May 10, 2021
HDYO has more information about HD available for young people, parents and professionals on our site:
My journey with Huntington’s Disease began at a very young age (albeit there was no actual diagnosis at this time). My Grandad was known in the family as ‘the one who jigged & couldn’t sit still’ we had no idea he was suffering from HD, the doctors originally thought he had late-onset Parkinson’s but he was diagnosed with HD in 2010 & later passed in 2012. At this stage I was only in my late teens and didn’t really understand the seriousness of the condition, it was then in 2014 that my Dad’s colleagues had noticed his behaviour change at work, and they asked him to be tested for HD.. unfortunately my Dad had inherited the faulty gene and was already displaying symptoms of this untreatable disease.
Shortly after he could no longer work, he had to give up driving when he was refused petrol at a petrol station because they thought he was drunk - he wasn’t - it was his symptoms getting worse. Living in a remote area in Cornwall in a caravan was proving difficult to keep his independence. We decided in 2015 that Dad should join myself & my brother in Wiltshire. I managed to sort his housing out and he moved in to warden-controlled sheltered accommodation in the summer of 2015.
Once I was spending more time with my Dad it made me understand the seriousness of this condition and made me come to terms with the fact that I had a 50/50 chance of inheriting this disease from him, so in September 2015 I booked an appointment to see my GP to be referred for genetic testing. I underwent “genetic counselling” to make sure I could deal with the potential diagnosis and then in April 2016 I went to the hospital for my neurological test and blood test. The next two weeks were the longest of my life! On results day I went back up to the hospital with my Mum where I was told that I had NOT inherited the faulty gene from my Dad. My Mum cried relief, I just sat smiling. I was so relieved I hadn’t inherited this disease, but that doesn’t mean I don’t have to deal with it.

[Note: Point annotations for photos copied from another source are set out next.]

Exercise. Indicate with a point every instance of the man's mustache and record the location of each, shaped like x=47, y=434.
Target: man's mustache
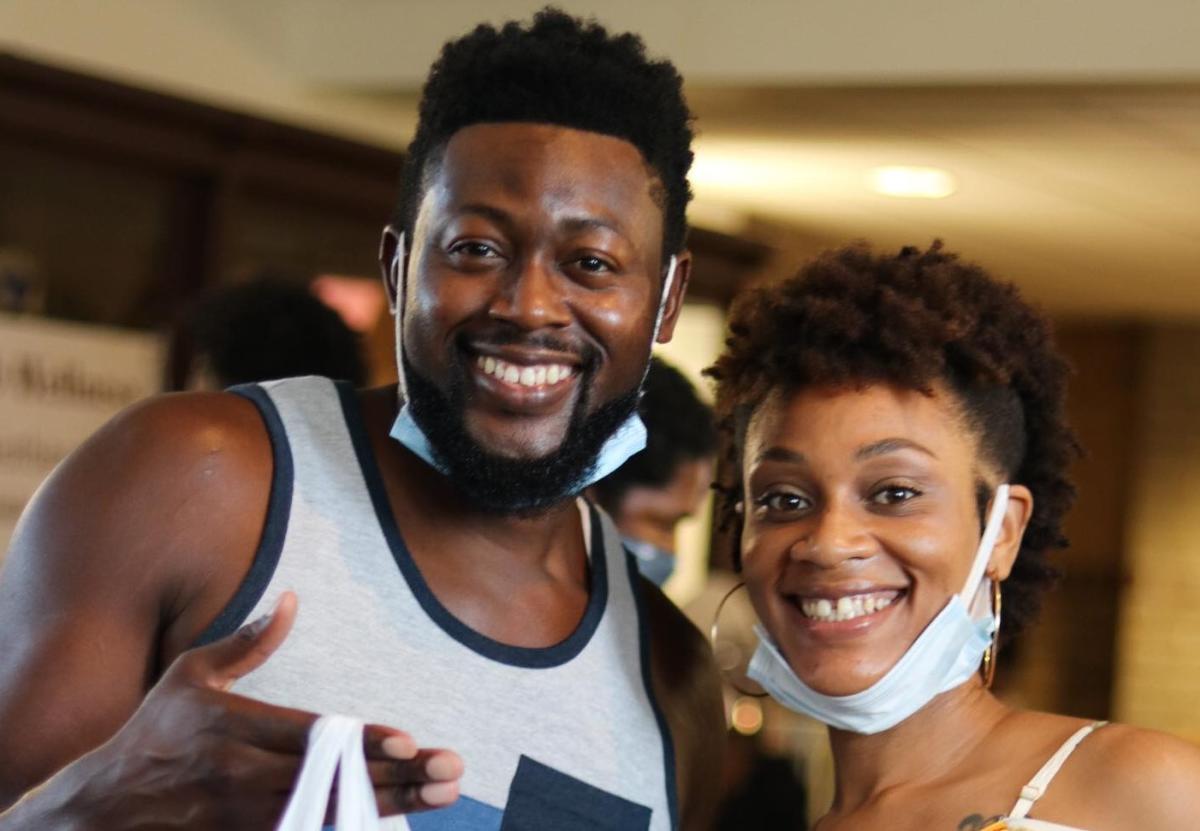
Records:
x=587, y=353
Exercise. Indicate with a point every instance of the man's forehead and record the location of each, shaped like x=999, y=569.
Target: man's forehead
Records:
x=587, y=177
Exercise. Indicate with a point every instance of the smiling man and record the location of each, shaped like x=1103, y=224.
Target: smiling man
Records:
x=453, y=590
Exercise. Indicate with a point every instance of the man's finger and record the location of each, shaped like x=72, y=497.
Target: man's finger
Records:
x=429, y=765
x=413, y=799
x=219, y=664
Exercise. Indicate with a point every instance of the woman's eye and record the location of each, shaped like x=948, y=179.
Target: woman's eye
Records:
x=783, y=502
x=894, y=495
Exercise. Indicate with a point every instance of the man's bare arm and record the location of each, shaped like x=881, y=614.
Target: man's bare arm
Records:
x=109, y=555
x=125, y=555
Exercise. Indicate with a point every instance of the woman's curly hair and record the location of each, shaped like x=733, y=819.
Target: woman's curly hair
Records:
x=917, y=318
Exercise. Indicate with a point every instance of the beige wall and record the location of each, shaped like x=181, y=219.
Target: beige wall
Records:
x=1157, y=677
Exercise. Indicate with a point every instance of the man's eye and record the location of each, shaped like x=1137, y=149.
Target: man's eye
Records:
x=894, y=495
x=472, y=249
x=592, y=264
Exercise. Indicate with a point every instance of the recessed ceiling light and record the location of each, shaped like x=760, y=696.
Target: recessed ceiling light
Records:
x=912, y=183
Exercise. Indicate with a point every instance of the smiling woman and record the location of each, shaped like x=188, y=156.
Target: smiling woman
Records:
x=899, y=476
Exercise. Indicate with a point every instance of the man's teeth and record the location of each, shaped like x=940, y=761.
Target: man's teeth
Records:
x=526, y=376
x=845, y=608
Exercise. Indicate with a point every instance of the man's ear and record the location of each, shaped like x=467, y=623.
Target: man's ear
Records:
x=1012, y=531
x=676, y=292
x=393, y=259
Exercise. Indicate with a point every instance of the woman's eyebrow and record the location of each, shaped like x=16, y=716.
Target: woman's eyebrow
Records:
x=886, y=446
x=780, y=454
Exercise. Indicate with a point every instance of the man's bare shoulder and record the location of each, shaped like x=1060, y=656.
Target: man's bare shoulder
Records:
x=125, y=554
x=166, y=490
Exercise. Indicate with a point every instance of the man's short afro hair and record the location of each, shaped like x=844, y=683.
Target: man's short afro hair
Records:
x=916, y=320
x=564, y=71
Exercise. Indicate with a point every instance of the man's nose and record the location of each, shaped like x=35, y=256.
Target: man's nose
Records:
x=835, y=534
x=532, y=297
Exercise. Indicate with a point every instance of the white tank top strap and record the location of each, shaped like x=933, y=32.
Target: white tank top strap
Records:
x=1041, y=781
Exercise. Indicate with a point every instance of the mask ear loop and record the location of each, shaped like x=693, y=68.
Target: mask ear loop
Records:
x=988, y=669
x=987, y=543
x=396, y=306
x=730, y=679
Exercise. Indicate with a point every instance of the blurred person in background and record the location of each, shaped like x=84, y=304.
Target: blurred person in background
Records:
x=664, y=484
x=454, y=590
x=900, y=477
x=264, y=329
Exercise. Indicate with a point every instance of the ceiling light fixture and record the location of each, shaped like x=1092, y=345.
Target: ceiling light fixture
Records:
x=912, y=183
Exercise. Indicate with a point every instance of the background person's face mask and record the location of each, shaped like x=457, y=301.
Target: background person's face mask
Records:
x=628, y=440
x=655, y=563
x=945, y=656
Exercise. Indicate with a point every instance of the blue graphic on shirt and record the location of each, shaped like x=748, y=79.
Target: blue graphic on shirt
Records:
x=540, y=799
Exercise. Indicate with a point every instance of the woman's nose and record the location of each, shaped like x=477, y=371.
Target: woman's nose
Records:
x=834, y=534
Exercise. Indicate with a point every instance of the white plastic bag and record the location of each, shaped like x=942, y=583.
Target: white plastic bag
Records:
x=335, y=745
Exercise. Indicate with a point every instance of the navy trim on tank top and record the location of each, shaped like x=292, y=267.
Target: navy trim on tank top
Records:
x=643, y=629
x=279, y=510
x=505, y=653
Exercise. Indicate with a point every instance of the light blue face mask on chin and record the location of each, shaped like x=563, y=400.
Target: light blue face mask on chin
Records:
x=628, y=440
x=945, y=656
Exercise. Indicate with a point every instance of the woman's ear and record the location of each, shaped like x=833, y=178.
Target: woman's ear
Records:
x=1012, y=531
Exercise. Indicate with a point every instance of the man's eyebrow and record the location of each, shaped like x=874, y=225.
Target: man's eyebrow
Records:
x=886, y=446
x=591, y=223
x=485, y=210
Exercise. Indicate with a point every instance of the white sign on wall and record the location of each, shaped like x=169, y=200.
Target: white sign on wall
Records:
x=59, y=382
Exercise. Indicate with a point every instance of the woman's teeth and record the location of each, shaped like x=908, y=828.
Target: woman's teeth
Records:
x=845, y=608
x=539, y=375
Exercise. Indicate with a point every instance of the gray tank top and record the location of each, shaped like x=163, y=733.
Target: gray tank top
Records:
x=565, y=737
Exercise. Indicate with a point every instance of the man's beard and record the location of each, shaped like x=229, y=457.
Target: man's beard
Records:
x=501, y=484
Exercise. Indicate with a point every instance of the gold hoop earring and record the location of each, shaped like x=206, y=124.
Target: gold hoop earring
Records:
x=730, y=679
x=989, y=657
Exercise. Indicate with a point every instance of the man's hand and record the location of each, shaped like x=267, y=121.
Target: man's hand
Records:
x=196, y=755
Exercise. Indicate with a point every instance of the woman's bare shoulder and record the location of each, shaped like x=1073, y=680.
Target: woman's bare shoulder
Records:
x=1128, y=777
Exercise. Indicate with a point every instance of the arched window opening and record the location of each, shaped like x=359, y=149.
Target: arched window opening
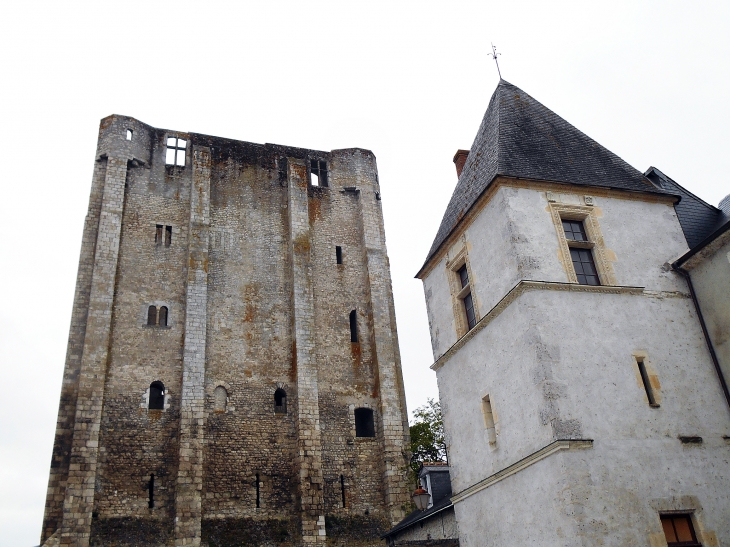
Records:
x=163, y=316
x=151, y=315
x=151, y=501
x=280, y=401
x=220, y=397
x=157, y=396
x=364, y=424
x=353, y=326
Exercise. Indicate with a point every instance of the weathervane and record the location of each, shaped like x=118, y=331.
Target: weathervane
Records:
x=494, y=56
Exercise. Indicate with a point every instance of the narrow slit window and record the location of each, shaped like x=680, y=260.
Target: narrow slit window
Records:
x=318, y=173
x=152, y=316
x=175, y=153
x=646, y=381
x=157, y=396
x=280, y=401
x=151, y=485
x=353, y=326
x=489, y=419
x=364, y=423
x=163, y=316
x=342, y=488
x=679, y=531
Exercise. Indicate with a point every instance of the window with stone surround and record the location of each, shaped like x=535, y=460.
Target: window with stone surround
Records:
x=461, y=284
x=318, y=173
x=175, y=153
x=364, y=422
x=581, y=252
x=582, y=249
x=678, y=530
x=280, y=401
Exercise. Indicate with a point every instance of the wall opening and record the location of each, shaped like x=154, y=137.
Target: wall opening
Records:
x=489, y=419
x=220, y=399
x=318, y=173
x=645, y=380
x=678, y=530
x=152, y=316
x=364, y=423
x=163, y=316
x=151, y=500
x=280, y=401
x=157, y=396
x=353, y=326
x=342, y=488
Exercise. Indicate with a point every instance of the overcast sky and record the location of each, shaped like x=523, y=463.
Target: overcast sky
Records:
x=408, y=80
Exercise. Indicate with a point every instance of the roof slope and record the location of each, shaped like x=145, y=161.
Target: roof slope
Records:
x=697, y=218
x=520, y=137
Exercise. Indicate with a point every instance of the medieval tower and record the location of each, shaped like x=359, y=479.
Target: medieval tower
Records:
x=233, y=374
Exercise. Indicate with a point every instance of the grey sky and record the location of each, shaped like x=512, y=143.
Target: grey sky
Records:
x=408, y=80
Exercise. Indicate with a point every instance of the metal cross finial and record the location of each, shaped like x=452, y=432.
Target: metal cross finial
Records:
x=494, y=56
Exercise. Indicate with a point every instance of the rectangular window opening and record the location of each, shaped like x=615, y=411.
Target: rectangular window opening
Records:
x=679, y=531
x=581, y=253
x=645, y=379
x=175, y=153
x=489, y=419
x=318, y=173
x=342, y=487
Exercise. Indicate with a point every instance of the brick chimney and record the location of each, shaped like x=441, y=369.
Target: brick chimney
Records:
x=460, y=160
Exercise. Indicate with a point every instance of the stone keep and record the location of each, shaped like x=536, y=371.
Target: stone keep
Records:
x=230, y=321
x=578, y=412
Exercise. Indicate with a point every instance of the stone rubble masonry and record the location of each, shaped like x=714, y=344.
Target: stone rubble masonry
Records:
x=256, y=302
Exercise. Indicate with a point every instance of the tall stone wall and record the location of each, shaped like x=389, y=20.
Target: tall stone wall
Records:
x=239, y=247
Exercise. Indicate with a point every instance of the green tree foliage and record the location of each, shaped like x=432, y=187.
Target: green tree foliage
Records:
x=427, y=436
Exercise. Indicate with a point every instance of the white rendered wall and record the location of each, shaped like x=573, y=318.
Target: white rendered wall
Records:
x=561, y=364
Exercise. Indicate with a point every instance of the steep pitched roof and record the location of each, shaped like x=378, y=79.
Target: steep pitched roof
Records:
x=697, y=218
x=520, y=137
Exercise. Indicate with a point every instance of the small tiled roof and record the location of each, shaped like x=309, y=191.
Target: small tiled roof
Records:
x=697, y=218
x=520, y=137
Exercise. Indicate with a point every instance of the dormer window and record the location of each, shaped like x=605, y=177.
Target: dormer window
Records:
x=175, y=154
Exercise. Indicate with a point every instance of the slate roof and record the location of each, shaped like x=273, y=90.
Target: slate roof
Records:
x=418, y=516
x=697, y=218
x=520, y=137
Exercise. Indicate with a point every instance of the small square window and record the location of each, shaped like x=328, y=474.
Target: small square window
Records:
x=175, y=153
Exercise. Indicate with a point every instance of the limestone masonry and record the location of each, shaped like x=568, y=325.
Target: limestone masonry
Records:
x=233, y=374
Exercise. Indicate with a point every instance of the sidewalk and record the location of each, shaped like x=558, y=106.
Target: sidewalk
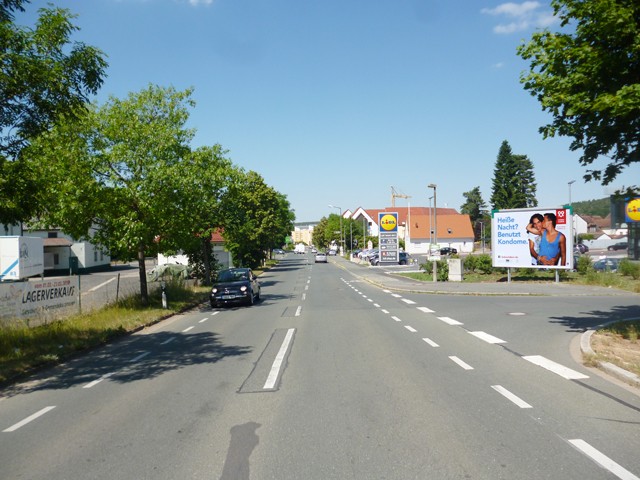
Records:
x=389, y=279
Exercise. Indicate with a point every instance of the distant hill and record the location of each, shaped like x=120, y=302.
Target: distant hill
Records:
x=600, y=208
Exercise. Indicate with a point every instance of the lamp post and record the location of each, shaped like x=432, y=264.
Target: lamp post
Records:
x=341, y=239
x=435, y=227
x=570, y=183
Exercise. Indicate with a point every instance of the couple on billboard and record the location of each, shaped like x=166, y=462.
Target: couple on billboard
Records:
x=547, y=245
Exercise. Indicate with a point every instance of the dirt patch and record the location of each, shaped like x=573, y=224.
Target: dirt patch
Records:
x=615, y=348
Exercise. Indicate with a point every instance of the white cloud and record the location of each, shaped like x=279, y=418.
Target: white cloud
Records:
x=522, y=16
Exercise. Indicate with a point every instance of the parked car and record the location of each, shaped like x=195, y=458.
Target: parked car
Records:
x=235, y=285
x=582, y=247
x=606, y=265
x=618, y=246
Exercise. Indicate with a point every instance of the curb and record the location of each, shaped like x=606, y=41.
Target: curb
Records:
x=610, y=368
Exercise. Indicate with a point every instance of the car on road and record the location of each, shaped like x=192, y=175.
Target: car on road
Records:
x=403, y=259
x=618, y=246
x=582, y=247
x=321, y=257
x=235, y=285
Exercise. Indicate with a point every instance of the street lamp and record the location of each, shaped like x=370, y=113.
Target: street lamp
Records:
x=435, y=227
x=570, y=183
x=341, y=239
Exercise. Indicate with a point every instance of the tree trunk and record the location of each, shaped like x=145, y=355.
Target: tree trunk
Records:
x=142, y=269
x=207, y=260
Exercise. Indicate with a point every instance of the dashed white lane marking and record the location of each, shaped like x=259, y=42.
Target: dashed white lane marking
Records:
x=29, y=419
x=514, y=398
x=277, y=363
x=139, y=357
x=464, y=365
x=555, y=367
x=431, y=342
x=95, y=382
x=487, y=337
x=425, y=310
x=450, y=321
x=603, y=460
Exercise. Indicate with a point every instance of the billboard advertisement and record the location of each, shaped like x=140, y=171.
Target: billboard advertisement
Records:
x=532, y=238
x=388, y=237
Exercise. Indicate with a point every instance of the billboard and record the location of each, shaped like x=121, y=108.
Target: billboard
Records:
x=532, y=238
x=388, y=237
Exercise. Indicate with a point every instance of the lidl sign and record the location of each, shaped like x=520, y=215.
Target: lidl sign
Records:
x=389, y=222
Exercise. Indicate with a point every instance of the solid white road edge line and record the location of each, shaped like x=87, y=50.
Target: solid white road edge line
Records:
x=277, y=363
x=507, y=394
x=603, y=460
x=29, y=419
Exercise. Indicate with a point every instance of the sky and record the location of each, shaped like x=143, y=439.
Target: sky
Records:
x=335, y=102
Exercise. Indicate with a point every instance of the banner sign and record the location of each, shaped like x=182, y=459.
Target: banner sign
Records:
x=388, y=237
x=532, y=238
x=41, y=297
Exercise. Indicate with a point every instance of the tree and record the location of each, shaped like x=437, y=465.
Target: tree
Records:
x=43, y=75
x=513, y=181
x=589, y=80
x=474, y=206
x=120, y=170
x=257, y=218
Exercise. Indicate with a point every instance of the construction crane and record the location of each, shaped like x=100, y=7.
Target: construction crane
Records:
x=395, y=195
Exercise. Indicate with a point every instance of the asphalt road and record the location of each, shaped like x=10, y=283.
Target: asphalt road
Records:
x=330, y=377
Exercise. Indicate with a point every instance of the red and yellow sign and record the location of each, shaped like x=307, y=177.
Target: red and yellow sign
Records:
x=389, y=222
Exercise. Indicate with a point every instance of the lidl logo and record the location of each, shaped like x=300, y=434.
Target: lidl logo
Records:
x=389, y=222
x=633, y=210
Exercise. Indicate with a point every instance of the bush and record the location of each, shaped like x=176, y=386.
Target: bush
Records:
x=585, y=264
x=629, y=268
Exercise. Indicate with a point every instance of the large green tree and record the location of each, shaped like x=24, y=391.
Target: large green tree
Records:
x=121, y=169
x=513, y=183
x=43, y=75
x=588, y=78
x=257, y=218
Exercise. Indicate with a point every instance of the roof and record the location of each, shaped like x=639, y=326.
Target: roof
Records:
x=56, y=242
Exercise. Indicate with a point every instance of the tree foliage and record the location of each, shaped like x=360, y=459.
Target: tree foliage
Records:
x=513, y=181
x=43, y=76
x=589, y=80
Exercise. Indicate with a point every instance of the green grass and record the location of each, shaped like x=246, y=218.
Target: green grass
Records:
x=24, y=348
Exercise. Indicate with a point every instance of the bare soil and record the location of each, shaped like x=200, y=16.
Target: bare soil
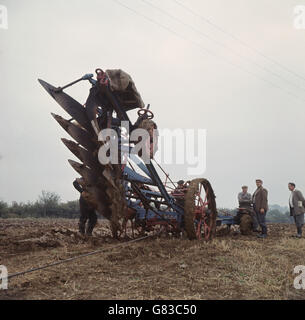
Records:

Im the closest family member to my Dad, so I have taken on the role as carer and power of attorney, it’s stressful and puts a lot of pressure on me and my relationships. I go through times of struggle, where I feel like it’s almost a depression.. I don’t want to do anything, see anyone, talk to anyone.. it’s so difficult to explain to people how it effects me. I’ve lost friendships due to this illness because people just don’t understand that I withdraw sometimes because there’s so much to deal with emotionally, I’ve been called a stranger by some of my closest friends. That wasn’t intentional, it’s because I’m trying to live my life as well as organise things for Dad and I find it extremely difficult to talk about my feelings so a lot of people probably don’t realise it affects me in this way. I was 23 when I started helping Dad, I’m now 30 and I am the only family member who cares for him, I don’t see it as a chore at all - I just want to help him as best I can! I’ll never stop looking out for him and doing what I can.